【リエカ観光スポット】町のシンボル「時計塔」にまつわる楽しい豆知識
オーストリア帝国の影響を強く受けたリエカ。
町のシンボルである時計塔にもその影響を強く見て取ることができます。この時計塔は17世紀(1695)に建てられ、その後何度も改装されてきました。
まず特徴的なのはその色。オーストリア帝国(ハプスブルク家)の象徴である黄色で塗られていることに気が付きます。(「テレジアン・イエロー(※)」と呼ばれる黄色。女帝マリア・テレジアが好んだ色という逸話から、このように呼ばれています
(※)テレジアン・イエローとは俗称で「シェーンブルン・イエロー」あるいは「ハプスブルク・イエロー」とも呼ばれます)
また、時計塔の下に位置する石造りのゲートはレオポルド1世とカール6世のレリーフで飾られています。
そして最も興味深いのが、時計の文字盤のすぐ下に位置している双頭の鷲の彫刻。”双頭の鷲”は、ハプスブルク家の紋章として有名ですよね。ですが、よく観察すると、ハプスブルク家の鷲とは少し異なることに気が付きます。
大きく異なる点はふたつ。
まずハプスブルク家の紋章はお互いに逆方向を向いているのに対し、リエカの紋章の鷲は同じ方向を見つめています。
ふたつめは鷲が足に持っているもの。リエカの双頭の鷲は無限に水が流れ出す瓶を抱えているのです。これが意味するのは“オーストリア皇帝に対する絶えることなき忠誠”なのです。
かつてこの彫刻は塔のてっぺん付近に位置していたそうですが、第一次世界大戦後、イタリア人兵士の手により、ふたつあった鷲の頭の片方が切り落とされて(破壊されて)しまったそうです(ひとつ頭の鷲が意味するもの…それは“ローマ帝国”、つまりこの地を支配しているのは“オーストリア”ではなく“イタリア”ということを示唆するためです)。
そして第二次世界大戦後はこの彫刻は完全に撤去されてしまいましたが、現在はまた時計の文字盤の下にその姿を見られるようになりました。
町のシンボルである時計台にここまでたくさんオーストリア帝国の痕跡、オーストリア帝国を称えるレリーフが残されている理由…。それは265年以上前にも遡ります。

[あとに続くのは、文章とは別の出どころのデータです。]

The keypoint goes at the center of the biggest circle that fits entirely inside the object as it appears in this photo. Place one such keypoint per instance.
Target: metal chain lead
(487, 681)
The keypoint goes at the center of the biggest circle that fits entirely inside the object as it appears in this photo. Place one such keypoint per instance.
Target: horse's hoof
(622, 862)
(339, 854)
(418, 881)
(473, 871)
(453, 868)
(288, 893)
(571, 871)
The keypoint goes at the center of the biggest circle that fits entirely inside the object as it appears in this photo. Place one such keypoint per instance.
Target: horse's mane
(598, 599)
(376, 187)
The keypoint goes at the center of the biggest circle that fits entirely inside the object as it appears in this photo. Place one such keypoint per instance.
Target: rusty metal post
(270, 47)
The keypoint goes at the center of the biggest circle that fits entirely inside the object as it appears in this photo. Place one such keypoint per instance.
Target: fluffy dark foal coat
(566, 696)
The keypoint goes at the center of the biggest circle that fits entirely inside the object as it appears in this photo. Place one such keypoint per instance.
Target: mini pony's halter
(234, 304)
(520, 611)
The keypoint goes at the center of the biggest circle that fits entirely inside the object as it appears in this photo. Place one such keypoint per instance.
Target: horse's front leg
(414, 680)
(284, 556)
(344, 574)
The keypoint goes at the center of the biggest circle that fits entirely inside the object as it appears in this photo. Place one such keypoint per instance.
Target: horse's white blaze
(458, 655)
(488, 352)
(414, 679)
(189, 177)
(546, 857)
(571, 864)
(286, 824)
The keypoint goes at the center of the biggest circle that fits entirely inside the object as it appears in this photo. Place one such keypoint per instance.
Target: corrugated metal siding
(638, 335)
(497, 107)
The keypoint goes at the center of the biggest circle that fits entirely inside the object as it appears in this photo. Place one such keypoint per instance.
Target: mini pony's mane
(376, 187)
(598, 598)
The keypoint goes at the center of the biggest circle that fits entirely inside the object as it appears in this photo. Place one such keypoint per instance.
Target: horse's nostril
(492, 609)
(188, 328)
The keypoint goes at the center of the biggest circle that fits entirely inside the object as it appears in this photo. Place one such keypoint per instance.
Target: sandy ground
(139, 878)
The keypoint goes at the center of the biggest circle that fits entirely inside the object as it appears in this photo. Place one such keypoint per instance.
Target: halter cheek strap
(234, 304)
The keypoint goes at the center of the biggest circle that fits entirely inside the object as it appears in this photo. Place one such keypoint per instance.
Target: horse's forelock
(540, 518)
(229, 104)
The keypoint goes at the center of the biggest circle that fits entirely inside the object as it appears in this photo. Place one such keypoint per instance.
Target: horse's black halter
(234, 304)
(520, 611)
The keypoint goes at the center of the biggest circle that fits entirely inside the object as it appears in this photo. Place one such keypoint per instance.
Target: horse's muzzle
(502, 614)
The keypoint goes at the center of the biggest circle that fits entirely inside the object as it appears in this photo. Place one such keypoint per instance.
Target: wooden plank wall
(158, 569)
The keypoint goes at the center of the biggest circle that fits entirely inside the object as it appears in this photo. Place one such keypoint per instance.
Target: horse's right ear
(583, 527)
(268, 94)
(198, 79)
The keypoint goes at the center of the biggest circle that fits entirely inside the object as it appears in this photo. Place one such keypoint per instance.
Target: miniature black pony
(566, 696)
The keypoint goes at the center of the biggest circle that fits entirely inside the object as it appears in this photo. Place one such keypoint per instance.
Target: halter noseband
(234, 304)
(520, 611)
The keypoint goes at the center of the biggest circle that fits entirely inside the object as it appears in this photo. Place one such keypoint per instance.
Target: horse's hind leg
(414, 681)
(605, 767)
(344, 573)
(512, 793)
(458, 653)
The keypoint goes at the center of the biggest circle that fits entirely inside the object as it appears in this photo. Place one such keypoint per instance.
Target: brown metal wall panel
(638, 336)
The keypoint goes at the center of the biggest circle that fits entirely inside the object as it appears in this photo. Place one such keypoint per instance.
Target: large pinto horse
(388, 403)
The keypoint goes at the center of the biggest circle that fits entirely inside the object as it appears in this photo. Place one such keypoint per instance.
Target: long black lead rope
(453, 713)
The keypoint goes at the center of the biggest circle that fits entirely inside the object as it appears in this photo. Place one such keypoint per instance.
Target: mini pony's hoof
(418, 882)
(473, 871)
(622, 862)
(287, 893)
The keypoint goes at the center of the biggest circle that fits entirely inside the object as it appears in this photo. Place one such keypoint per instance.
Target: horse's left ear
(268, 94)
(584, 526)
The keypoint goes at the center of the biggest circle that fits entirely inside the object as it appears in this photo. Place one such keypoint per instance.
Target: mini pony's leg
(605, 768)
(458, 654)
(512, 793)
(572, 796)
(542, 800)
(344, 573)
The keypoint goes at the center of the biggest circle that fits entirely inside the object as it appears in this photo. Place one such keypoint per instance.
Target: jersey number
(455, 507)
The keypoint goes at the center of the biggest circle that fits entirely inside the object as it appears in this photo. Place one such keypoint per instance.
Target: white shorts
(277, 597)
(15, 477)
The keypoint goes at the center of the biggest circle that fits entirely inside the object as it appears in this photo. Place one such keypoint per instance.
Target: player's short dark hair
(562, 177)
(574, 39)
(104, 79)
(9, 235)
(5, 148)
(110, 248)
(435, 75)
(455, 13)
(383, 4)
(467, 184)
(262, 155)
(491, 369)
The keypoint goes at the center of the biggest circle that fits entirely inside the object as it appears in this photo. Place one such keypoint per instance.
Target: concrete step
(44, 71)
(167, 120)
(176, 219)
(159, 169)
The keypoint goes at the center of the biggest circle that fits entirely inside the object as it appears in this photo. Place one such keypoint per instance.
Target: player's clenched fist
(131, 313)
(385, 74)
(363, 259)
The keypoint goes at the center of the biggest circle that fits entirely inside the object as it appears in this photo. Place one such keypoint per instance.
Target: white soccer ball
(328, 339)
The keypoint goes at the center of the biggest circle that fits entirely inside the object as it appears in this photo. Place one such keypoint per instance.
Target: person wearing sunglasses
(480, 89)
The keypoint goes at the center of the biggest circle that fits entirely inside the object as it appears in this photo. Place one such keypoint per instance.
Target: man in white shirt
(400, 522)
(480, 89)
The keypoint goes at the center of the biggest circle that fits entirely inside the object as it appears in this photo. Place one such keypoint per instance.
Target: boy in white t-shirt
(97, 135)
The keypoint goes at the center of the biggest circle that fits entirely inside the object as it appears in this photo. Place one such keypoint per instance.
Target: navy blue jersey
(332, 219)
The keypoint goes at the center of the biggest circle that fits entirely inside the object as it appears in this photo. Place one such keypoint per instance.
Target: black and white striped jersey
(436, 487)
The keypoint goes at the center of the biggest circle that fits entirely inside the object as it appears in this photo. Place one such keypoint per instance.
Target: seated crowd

1750年、大地震に見舞われ、町の大部分が壊滅されたリエカ。当時この地を支配していたオーストリア帝国の女帝マリア・テレジアは、町の復興のために莫大な資金を投じました。
古い街並みが残る地域はそのまま残し、壊滅的な被害を被り何も残っていなかった海沿いの地に新たな街が建設されました。それが現在のリエカの中心地、コルゾ通りが伸びるエリアなのです。
町の再建が進められる中、リエカの彫刻家、アントニオ・ミケラッツィは”瓶を掴む双頭の鷲”の彫刻を取り付けました。きっと彼は、オーストリア帝国への感謝の気持ちを込めたのでしょう…。
現在リエカの時計塔には4面全部に時計が取り付けられていますが、これは1784年に当時“(現在のスロベニアの首都)リュブリャーナで最高の職人”と称された時計職人から購入したもの。
ですが、1873年になると、ウィーン万国博覧会に展示されていたゼンマイ仕掛けの時計に付け替えられました。それ以降、これら4つの時計は現在でもリエカの時を刻み続けています。
リエカを散策される際は、この小話をふっと思い出していただけると嬉しいです。
みなさんのリエカ散策が楽しい思い出いっぱいの時間となりますように・・・!